La mostra nasce dall’idea di mettere in comunicazione tre medium diversi – fotografia, scultura e pittura– e tre stili diversi. I tre artisti provengono da un background comune, quello delle avanguardie italiane degli anni novanta e dell’avvento della digital art, nonostante abbiano preso strade comunicative diverse. Marziani parla così dell’idea originaria: “Trialogo è parola che contiene l’ampliamento del dialogo prima della polifonia orchestrale, incarnando quel passaggio stereofonico dei contenuti che avviene sull’asse limpido di una triangolazione dialettica. Trialogo come risultato di una compenetrazione luminescente tra valori teorici del segno figurativo, seguendo le evidenze di tre artisti italiani che appartengono ad una stessa curvatura generazionale.”

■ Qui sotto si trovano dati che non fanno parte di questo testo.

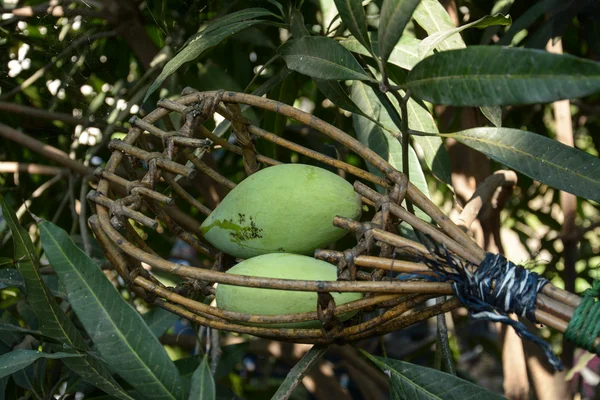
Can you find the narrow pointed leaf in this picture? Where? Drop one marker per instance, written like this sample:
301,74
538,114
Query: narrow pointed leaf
395,14
18,359
159,320
53,321
432,41
297,25
493,114
198,45
435,154
538,157
434,18
353,15
203,383
493,75
410,381
405,54
322,58
381,141
296,374
117,330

I tre artisti protagonisti di Trialogo
Matteo Basilè (1974) parte dalla fotografia e dalla Computer Art, per intrecciarle indissolubilmente come per il sacro e profano. La sua ricerca varia in tutte le direzioni del visivo e del globo, si evolve come un’interfaccia tra Oriente e Occidente (l’artista ha vissuto quasi 8 anni nel sud est asiatico), in una dialettica che opera come una collisione situata tra tradizione e modernità.

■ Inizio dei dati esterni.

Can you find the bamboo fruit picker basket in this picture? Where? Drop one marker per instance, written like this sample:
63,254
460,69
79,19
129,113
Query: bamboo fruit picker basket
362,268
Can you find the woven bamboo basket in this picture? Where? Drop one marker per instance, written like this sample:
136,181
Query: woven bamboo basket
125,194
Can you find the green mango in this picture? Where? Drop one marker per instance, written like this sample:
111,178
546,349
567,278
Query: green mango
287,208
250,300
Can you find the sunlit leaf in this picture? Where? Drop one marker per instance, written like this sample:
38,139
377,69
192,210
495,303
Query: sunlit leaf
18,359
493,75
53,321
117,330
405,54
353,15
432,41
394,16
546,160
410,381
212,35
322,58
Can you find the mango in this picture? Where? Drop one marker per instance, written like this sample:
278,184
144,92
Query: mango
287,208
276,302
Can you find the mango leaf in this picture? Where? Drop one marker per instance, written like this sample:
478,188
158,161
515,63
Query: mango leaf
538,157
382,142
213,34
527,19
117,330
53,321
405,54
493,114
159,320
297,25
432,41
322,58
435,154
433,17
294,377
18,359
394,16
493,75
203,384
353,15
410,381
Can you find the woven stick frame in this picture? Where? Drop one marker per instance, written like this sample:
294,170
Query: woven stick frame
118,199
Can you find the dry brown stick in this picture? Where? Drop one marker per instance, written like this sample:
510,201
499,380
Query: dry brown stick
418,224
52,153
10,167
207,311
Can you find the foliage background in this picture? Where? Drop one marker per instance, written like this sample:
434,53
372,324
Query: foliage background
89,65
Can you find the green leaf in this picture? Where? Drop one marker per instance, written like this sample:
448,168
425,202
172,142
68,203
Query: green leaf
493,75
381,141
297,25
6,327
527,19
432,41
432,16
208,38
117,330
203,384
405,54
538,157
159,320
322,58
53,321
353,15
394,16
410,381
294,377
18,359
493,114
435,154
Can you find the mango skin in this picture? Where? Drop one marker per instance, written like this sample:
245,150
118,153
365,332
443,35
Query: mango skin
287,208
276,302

Danilo Bucchi (Roma, 1978) radica il suo linguaggio in un universo di segni che rimanda alla tradizione dell’astrazione europea con l’utilizzo di tecniche e supporti fortemente tecnologici. Il suo lavoro parte dal disegno scavando dentro i sentimenti autobiografici e sviluppando uno stile che oscilla tra astrazione e figurazione. Ogni movimento del corpo si riflette nevrotico e perpetuo come un’improvvisazione musicale di un jazzista degli anni 50.
Paolo Grassino (Torino, 1967) parte dalla scultura, lavorando con materiali come la gomma sintetica, il legno, il polistirolo, e la cera, ma anche con tecniche come le fusioni in alluminio o calchi di cemento. Con i suoi lavori si interroga sulle derive della società moderna, sospesa tra naturale e artificiale, tra precarietà e mutazione. Cani, cervi ma anche sedie: le sue creazioni trasformano gli spazi vuoti in una parte definitiva della scultura.
Ciò che accumuna davvero questi tre artistici è una spazialità altra delle loro opere. Tutti e tre lavorano i classici materiali che formano il loro lavoro, aggiungendo alla terra del loro medium una ricollocazione spaziale materica: Basilé taglia, sposta, ricolloca la carta fotografica che fonde o si sottrae allo spazio del visivo; Bucchi erge la materia dei suoi dipinti fuori dalla tela come una glassa sulla superficie dolciaria; Grassino unisce il pathos delle sue sculture agli spazi in cui le risemanticizza.
Come dice Gianluca Marziani: “Ognuno di loro fa risuonare un linguaggio primario, una matrice d’ingaggio che nel processo formale ha portato l’artista a frammentare, ripensare, ibridare e ricomporre l’archetipo per poi nuovamente sfaldare, cicatrizzare, atomizzare i risultati, creando così la struttura semantica del proprio arcano estetico.”